Different fish may have different life strategies in terms of growth, maturity and spawning.
When we investigate life history traits of a population, we mean:
- are the fish very fast growing, reproduce at a young age and have a short life span? or
- are they slow growing, reproduce relatively late in life and have a long life span?
Roach demonstrate contrasting life history traits between fisheries. In some lakes, they grow very fast (growth index values of >150 per cent) but rarely live above five years old. Their age of first spawning may be as young as two or three years old. In some lakes and rivers, roach growth can be very slow (growth index values <80 per cent) and live to over 15 years old. Their age of first spawning may not be until five or six years old.
What is the mortality rate? Why should we be interested?
The mortality rate is the rate at which fish die in a population. It is usually expressed as an average, annual value. It can be converted into a survival rate to demonstrate how many fish survive in a given year.

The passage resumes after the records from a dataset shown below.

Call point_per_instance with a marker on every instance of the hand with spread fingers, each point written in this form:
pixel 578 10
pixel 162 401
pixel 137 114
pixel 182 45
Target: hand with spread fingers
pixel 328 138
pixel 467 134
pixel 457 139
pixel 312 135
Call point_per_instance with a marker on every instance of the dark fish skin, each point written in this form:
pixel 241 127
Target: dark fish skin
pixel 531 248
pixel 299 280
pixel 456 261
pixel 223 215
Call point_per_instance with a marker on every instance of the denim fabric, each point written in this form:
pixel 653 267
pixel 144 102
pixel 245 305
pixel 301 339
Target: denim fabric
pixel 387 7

The mortality and survival rate is crucial to our understanding of a fish population. Following a successful spawning year of chub, we may expect some of those fish to be present in anglers' catches for the next 15 to 20 years, as chub generally have a very long life span.
However, if our life history traits indicate that the chub are very fast growing and the mortality rate is high (and so survival low), then these chub may only be present in angler catches for five or six seasons. Such information is crucial in our understanding of how and why angler catch rates change in both the short and long-term.